Preguntas, dudas reservas; voces a favor y en contra sobre la medida adoptada por el Jockey Club y que genera diferentes apreciaciones

La decisión por parte del Jockey Club de los Estados Unidos para que los padrillos nacidos a partir de la temporada 2020 no puedan servir más de 140 yeguas por temporada provocó una avalancha de comentarios a favor y en contra, y también dudas sobre si la norma es justa y saludable.

Claiborne Farm es una de las cabañas más tradicionales en el Norte, y en nada puede asombrar que Walker Hancock, Presidente del histórico haras, se mostrara en el grupo de los satisfechos ante la novedad: “Creo que es grandioso para la sustentabilidad de nuestra industria hacia el futuro. Eso le dará a muchos más caballos la posibilidad de de convertirse en reproductores, además de que creo que nivelará la cancha para aquellos padrillos intermedios que no consiguen tener sus libros llenos.Además, aumentará la diversificación genética al pool ya existente. Es un triunfo para nuestra industria”, contó a TDN.

El prestigioso medio recurrió también a la palabra de Anthony Beck, CEO de Gainesway Farm y donde reside nada menos que Tapit (Pulpit), uno de los mejores padrillos del mundo. Al respecto, opinó: “El Jockey Club está actuando dentro de sus derechos y en su jurisdicción en la implementación de esta regla, y hará felices a algunas personas y a otras no. Los tamaños de los ‘books’ son mucho más grande de lo que eran hace 10 años. No se si yo estaré feliz o no… Hace unos días envié una madre a un caballo reconocido y fue servida a las 9 de la noche. Estaba obviamente muy ocupado.

John Sikura, Presidente de Hill’n’Dale Farms ofreció otro punto de vista al decir que “Vas a tener dos niveles de reproductores. Tendrás el grupo que actualmente existe y que debe trabajar bajo reglas que no son reglas. Y tendrás otros padrillos compitiendo contra ellos abajo las restricciones que se imponen sobre ellos. Así, aquellos que quieran seguir sirviendo grandes libros de yeguas lo podrán hacer por los próximos 15 años.
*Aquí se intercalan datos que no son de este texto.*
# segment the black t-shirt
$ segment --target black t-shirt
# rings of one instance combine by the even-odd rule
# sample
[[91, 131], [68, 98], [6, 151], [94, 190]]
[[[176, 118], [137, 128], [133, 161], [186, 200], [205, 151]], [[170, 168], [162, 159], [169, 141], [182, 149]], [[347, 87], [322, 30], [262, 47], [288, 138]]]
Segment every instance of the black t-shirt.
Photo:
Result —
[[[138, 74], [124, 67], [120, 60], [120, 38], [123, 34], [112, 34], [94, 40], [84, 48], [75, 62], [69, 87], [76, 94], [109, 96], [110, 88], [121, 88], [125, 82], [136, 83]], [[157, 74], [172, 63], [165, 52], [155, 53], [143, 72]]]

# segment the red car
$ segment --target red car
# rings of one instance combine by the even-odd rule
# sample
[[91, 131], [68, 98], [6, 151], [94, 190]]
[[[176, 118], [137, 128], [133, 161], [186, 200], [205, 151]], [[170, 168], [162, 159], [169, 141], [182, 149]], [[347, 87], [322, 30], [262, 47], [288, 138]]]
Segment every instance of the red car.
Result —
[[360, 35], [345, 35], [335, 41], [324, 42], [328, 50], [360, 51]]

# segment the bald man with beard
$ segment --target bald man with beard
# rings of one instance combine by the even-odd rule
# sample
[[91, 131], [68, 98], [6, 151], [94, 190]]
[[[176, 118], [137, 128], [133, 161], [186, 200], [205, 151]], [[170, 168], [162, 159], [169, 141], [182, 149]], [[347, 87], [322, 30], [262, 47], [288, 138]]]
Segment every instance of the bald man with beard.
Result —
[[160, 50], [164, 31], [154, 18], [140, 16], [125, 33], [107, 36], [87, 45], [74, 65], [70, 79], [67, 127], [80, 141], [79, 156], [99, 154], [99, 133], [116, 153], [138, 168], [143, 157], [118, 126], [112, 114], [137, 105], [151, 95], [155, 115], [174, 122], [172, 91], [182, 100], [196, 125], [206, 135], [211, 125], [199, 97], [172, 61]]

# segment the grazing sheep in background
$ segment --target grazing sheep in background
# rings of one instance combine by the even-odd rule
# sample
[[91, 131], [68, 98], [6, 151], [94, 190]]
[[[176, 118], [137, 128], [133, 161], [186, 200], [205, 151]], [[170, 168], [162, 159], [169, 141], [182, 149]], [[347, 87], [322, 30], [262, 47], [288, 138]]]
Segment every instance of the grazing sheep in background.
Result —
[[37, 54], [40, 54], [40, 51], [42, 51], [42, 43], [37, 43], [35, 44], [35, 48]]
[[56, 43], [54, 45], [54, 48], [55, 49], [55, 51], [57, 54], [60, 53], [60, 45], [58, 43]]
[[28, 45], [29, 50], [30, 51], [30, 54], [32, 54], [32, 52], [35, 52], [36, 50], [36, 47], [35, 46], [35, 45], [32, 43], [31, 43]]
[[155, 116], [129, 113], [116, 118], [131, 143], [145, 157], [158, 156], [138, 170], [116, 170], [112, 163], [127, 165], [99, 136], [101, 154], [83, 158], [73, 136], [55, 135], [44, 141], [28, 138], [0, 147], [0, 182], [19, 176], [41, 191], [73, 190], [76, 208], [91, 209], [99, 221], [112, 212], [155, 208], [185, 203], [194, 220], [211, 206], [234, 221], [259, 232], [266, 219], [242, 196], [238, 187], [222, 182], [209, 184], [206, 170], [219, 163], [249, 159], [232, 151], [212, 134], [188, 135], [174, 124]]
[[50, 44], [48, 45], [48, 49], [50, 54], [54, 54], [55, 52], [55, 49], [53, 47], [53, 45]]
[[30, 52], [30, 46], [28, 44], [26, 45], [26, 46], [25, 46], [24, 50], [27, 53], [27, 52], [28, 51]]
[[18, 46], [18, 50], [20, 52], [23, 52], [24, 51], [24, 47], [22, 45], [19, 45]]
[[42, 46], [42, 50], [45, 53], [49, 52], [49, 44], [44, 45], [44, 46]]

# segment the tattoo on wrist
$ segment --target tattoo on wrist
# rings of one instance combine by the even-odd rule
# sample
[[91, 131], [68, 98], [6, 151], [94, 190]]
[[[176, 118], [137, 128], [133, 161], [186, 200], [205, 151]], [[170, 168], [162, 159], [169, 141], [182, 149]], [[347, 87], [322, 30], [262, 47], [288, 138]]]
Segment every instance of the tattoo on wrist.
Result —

Mi mayor preocupación es los dos formatos de reglas y que sean definidas sólo por año de nacimiento. Aquellos que podrán presentar más reproductoras a sus caballos tendrán una ventaja competitiva. Entiendo las preocupaciones y que algunos de ellos son válidos, pero realmente no se si esta es la mejor manera de avanzar; no entiendo cómo se podrá discutir trabajar bajo dos reglas diferentes”.

TDN recurrió también a Bill Farish, Presidente de Lane’s End, que si bien siempre se mostró a favor de los cambios reglamentarios, expuso algunas reservas: “Estoy feliz con al decisión que tomó el Jockey Club y que hayan dado el paso, pues será grandioso para la industria, pero desearía que se hubiera sido más agresivo en la línea de tiempo que hoy hay. Tomará un largo tiempo que esto tenga efecto, y no creo que vaya a cambiar las cosas para nosotros. Lo haría si tuviéramos una línea en la arena; hace que las decisiones sean fáciles para nosotros con algunos de nuestros padrillos.

De acuerdo al Jockey Club y su reporte de yeguas servidas en 2019, son 43 los reproductores que tuvieron más de 100 madres en sus libros, lista que encabezaron el triplecoronado Justify (Scat Daddy) (252) (foto) y Mendelssohn (Scat Daddy) (252). En total, 8 fueron los caballos cuyos books tuvieron 200 o más vientres, cinco de ellos propiedad de Ashford y 3 de Spendthrift. Ned Toffey, General Manager de esta última cabaña, contestó a TDN que no tenía comentarios para hacer con respecto a la noticia.